Si se sube a los minaretes de la plaza del Registán, se alcanza a ver las tres cúpulas turquesas de la mezquita Bibi Khanum, que en su día fue uno de los edificios más espectaculares del mundo islámico. Es en sus mezquitas de reflejos azules y en sus bulliciosos mercados, donde la ciudad uzbeka exhibe la relevancia que ostentó como etapa en la Ruta de la Seda y antigua capital del imperio de Tamerlán.
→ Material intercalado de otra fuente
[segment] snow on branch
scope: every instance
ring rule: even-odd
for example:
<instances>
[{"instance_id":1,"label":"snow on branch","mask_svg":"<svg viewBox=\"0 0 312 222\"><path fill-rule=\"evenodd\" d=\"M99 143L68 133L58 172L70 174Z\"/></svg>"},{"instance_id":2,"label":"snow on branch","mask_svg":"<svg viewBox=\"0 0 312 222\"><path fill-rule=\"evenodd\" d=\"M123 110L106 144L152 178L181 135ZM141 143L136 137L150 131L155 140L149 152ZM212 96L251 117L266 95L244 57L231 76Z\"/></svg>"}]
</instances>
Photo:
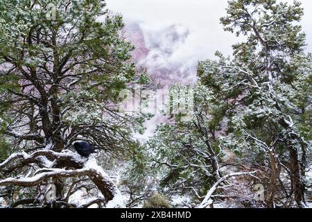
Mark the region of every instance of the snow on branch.
<instances>
[{"instance_id":1,"label":"snow on branch","mask_svg":"<svg viewBox=\"0 0 312 222\"><path fill-rule=\"evenodd\" d=\"M232 178L232 177L237 177L237 176L253 176L253 174L256 173L257 171L253 171L253 172L241 172L241 173L232 173L227 174L220 178L218 182L216 182L214 186L212 186L211 188L210 188L209 191L207 194L204 200L199 205L198 208L207 208L210 204L211 204L211 198L212 196L212 194L216 191L216 190L218 189L218 187L220 186L220 185L227 180L228 178Z\"/></svg>"},{"instance_id":2,"label":"snow on branch","mask_svg":"<svg viewBox=\"0 0 312 222\"><path fill-rule=\"evenodd\" d=\"M0 186L16 185L21 187L35 187L49 178L73 178L87 176L98 187L103 196L106 207L110 208L124 207L123 199L117 187L109 176L98 166L94 157L89 160L82 158L79 155L70 151L56 153L49 150L42 150L28 155L24 152L13 154L0 164L0 169L23 167L25 164L37 163L37 158L49 159L32 177L8 178L0 180ZM60 166L58 168L55 166ZM65 166L74 169L62 169ZM77 167L78 169L75 168ZM98 200L97 202L100 201Z\"/></svg>"}]
</instances>

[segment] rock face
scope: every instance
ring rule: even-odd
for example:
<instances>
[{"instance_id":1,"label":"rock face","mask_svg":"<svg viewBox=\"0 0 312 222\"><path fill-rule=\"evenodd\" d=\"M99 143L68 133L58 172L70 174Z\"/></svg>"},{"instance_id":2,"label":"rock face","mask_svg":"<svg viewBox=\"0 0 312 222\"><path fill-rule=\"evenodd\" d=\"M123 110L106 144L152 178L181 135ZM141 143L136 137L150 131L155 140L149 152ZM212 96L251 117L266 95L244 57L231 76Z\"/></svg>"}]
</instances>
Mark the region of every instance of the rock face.
<instances>
[{"instance_id":1,"label":"rock face","mask_svg":"<svg viewBox=\"0 0 312 222\"><path fill-rule=\"evenodd\" d=\"M137 63L140 63L150 52L146 46L143 31L137 24L128 25L125 31L127 39L135 46L132 57Z\"/></svg>"},{"instance_id":2,"label":"rock face","mask_svg":"<svg viewBox=\"0 0 312 222\"><path fill-rule=\"evenodd\" d=\"M164 85L173 83L193 83L196 67L182 67L183 61L177 59L176 52L189 35L182 25L172 25L153 33L144 32L138 24L125 28L127 39L135 46L132 56L139 66L148 69Z\"/></svg>"}]
</instances>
Tamerlán, tras convertir la ciudad en capital de su imperio en 1370, hizo que recuperara el esplendor perdido después de ser arrasada por Gengis Khan en 1220. Tras 35 años de trabajos, la ciudad floreció en los ámbitos artístico, económico y comercial.
A ambos lados del Registán, se alzan las tres madrasas, un conjunto que adquirió el aspecto actual en el siglo XVI, aunque la primera piedra la puso Ulug Beg. La primera madrasa se empezó a erigir hacia 1417 junto a caravasares, alojamientos, una mezquita y un hamam. Un siglo después, el gobernador Yalangtush convirtió la plaza del Registán en una obra maestra de la arquitectura islámica con la construcción de dos nuevas madrasas: la de Sher Dor (1636), casi simétrica a la de Ulug Beg y la de Tillya Kari (1660), la única sin minaretes pero con una mezquita en su interior que, siglos después, acabaría siendo un punto de referencia en la ciudad.
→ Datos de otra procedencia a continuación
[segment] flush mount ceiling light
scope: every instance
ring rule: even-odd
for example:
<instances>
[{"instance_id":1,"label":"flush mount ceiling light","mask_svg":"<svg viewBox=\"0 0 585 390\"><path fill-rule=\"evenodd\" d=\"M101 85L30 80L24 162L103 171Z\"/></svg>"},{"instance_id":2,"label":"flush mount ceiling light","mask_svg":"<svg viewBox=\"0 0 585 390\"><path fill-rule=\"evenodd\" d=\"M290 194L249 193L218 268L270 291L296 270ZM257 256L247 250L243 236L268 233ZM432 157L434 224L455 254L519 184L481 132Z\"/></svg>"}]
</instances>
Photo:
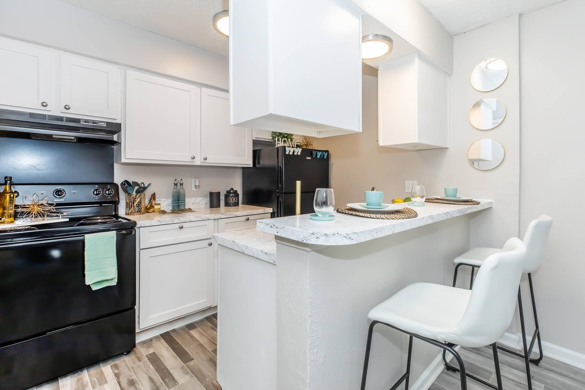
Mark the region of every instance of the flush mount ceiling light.
<instances>
[{"instance_id":1,"label":"flush mount ceiling light","mask_svg":"<svg viewBox=\"0 0 585 390\"><path fill-rule=\"evenodd\" d=\"M214 16L214 27L222 35L229 36L229 14L227 9Z\"/></svg>"},{"instance_id":2,"label":"flush mount ceiling light","mask_svg":"<svg viewBox=\"0 0 585 390\"><path fill-rule=\"evenodd\" d=\"M362 37L362 58L372 60L392 51L392 39L386 35L370 34Z\"/></svg>"}]
</instances>

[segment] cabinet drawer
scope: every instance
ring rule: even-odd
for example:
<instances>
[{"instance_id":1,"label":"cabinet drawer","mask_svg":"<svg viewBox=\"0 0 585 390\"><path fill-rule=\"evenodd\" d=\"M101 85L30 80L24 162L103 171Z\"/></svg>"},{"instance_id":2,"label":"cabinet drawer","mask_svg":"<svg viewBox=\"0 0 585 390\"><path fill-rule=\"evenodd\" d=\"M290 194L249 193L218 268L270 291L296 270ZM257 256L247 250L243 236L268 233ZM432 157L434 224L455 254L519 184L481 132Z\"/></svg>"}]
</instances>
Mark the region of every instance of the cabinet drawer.
<instances>
[{"instance_id":1,"label":"cabinet drawer","mask_svg":"<svg viewBox=\"0 0 585 390\"><path fill-rule=\"evenodd\" d=\"M140 249L211 238L213 220L140 227Z\"/></svg>"},{"instance_id":2,"label":"cabinet drawer","mask_svg":"<svg viewBox=\"0 0 585 390\"><path fill-rule=\"evenodd\" d=\"M219 220L219 233L237 230L246 227L254 227L256 222L259 219L267 219L270 218L270 213L267 214L256 214L246 215L243 217L233 217L233 218L224 218Z\"/></svg>"}]
</instances>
Alrededor del Registán se extienden las mahallas, los barrios residenciales populares, y los bazares, un espectáculo de colores, sonidos y sabores.
Otro de los lugares que merece la pena visitar en Samarcanda es Shah-i-Zinda, el Mausoleo del Rey Viviente, una necrópolis de la dinastía timúrida donde yacen enterrados familiares de Tamerlán y algunos santos sufís.